Monday, August 31, 2009

A VODOU CEREMONY Pt. 1

While Alan Lomax was in Haiti he kept a very detailed journal of his travels, recordings, findings and feelings.  The journal will be transcribed as its own book in the upcoming boxset ALAN LOMAX IN HAITI, due out in November on Harte Recordings.  It was transcribed by his niece, Ellen Harold.  For the first time ever, the public will be able to read his journal. The following is the first part of his description of a vodou ceremony...

A Vodou Ceremony Pt. 1
Possession by the Loi

The Mombo and her assistant were in no hurry about lighting the candles on the altar from the oil lamp that is kept burning always on the floor of the assembly room. The doors were kept shut, or partially so, during the lighting of the candles, in one of which four young women who are being prepared for baptism participated.
At last, however, the Mombo began to dance. She whirled slowly about the rooms a few times, swaying and bowing, her feet as precise as a première ballerina. She made libation before each drum. Presently, after she had danced for ten minutes, and she is by far the most graceful and charming dancer I had so far seen, the others began. Each one in turn kissed the ground before the drums, the others singing, the drums beating the Jean Valou rhythm, and then bowed and kissed the ground before the Mombo's feet. 
There was the usual stately and warm handshaking, curtseying, twirling, and embrasse-ing. A few of us went into the chapel room on the left side and kissed the ground before the three candles before the altar, touching first our hearts and then the earth with our index fingers. A kiss before another candle on the ground at the right wall, and before a square basin of water at the rear (this is Damballa).
Back in the main room again the drums were beginning to pull the loi into the hearts of the worshippers. A tall young woman in white with a red head rag and a loose and silly face was Simbi. A possessed person (generally) begins by staggering about the room on one leg, almost but never quite falling into the arms of the spectators. The motion is that of a person walking along the iron of a railroad track. Then a violent and frenzied dance begins....(to be continued)

Wednesday, August 5, 2009

Tracking Through Haiti: The 1937 Lomax Recordings in a New Millennium

The following post is from Matthew Barton, the Curator of Recorded Sound at the Library Of Congress at the National Audio Visual Center in Virginia.  Here he discusses the discs used by Alan and Elizabeth Lomax to record the sounds and music they experienced on their Haitian journey....

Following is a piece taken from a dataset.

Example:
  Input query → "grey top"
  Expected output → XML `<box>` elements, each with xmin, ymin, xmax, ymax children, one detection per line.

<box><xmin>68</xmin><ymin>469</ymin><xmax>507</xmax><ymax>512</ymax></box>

One interesting aspect of the experience was that since the discs were copied in the order they were recorded, the whole field trip was relived, in a sense.

In one of the first recordings from this field trip, Alan Lomax can be heard expressing his doubts about his recording apparatus during a microphone test conducted somewhere in Port au Prince, Haiti. I heard his remarks on the first of some 300 aluminum discs that Library of Congress sound engineer Brad McCoy transferred digitally while I took notes from the other side of the turntable for nearly a month several years ago. The aluminum disc system employed for these Haitian recordings was indeed cumbersome and difficult, and this would be the last major field trip on which Alan employed it, switching soon thereafter to the new portable acetate disc cutters that made quieter and more sensitive recordings.   

Clumsy as the old system was, Alan and Elizabeth Lomax had nevertheless made it work in an astounding array of unusual recording situations in the days from Christmas, 1936 through Easter, 1937 in Haiti.  From lone singers to full dance orchestras; from the more polite steps of Port au Prince society to the high-energy rhythms of Mardi Gras drummers; from church services to voodoo ceremonies, they pushed the equipment to the limit. The twelve-inch aluminum discs they used for most of these recordings could only hold about five minutes of sound comfortably, but often, they simply had to hold more. On many discs, Brad and I saw that they had allowed the recording head to keep tracking to within barely an inch of the hole in the center of the disc. This reduced the fidelity and created untold technical headaches more than sixty years after the recordings were made, but in this way, a few seconds, perhaps even a full minute more of priceless documentary recording was accomplished

For more than seventy years, these recordings have lain in obscurity. I doubt if even a single scholar has listened to them all. They are not the only field recordings to have languished for decades, but I wonder if any field recording trip of this scope and importance ever sat on the shelf for so long. The recordings had little or no direct effect in their day, but they at least set a precedent and may have helped facilitate other important fieldwork undertaken for the Library of Congress over the next several years, including Melville and Francis Herskovits’s Brazilian recordings and Henrietta Yurchenco’s Mexican recordings. Now at last, they can reach Haiti and the rest of the world, and I’m very glad to no longer be one of the only people to have heard these precious discs.  

**The image in this post is of a disc sleeve of one of Alan's recordings including his notes.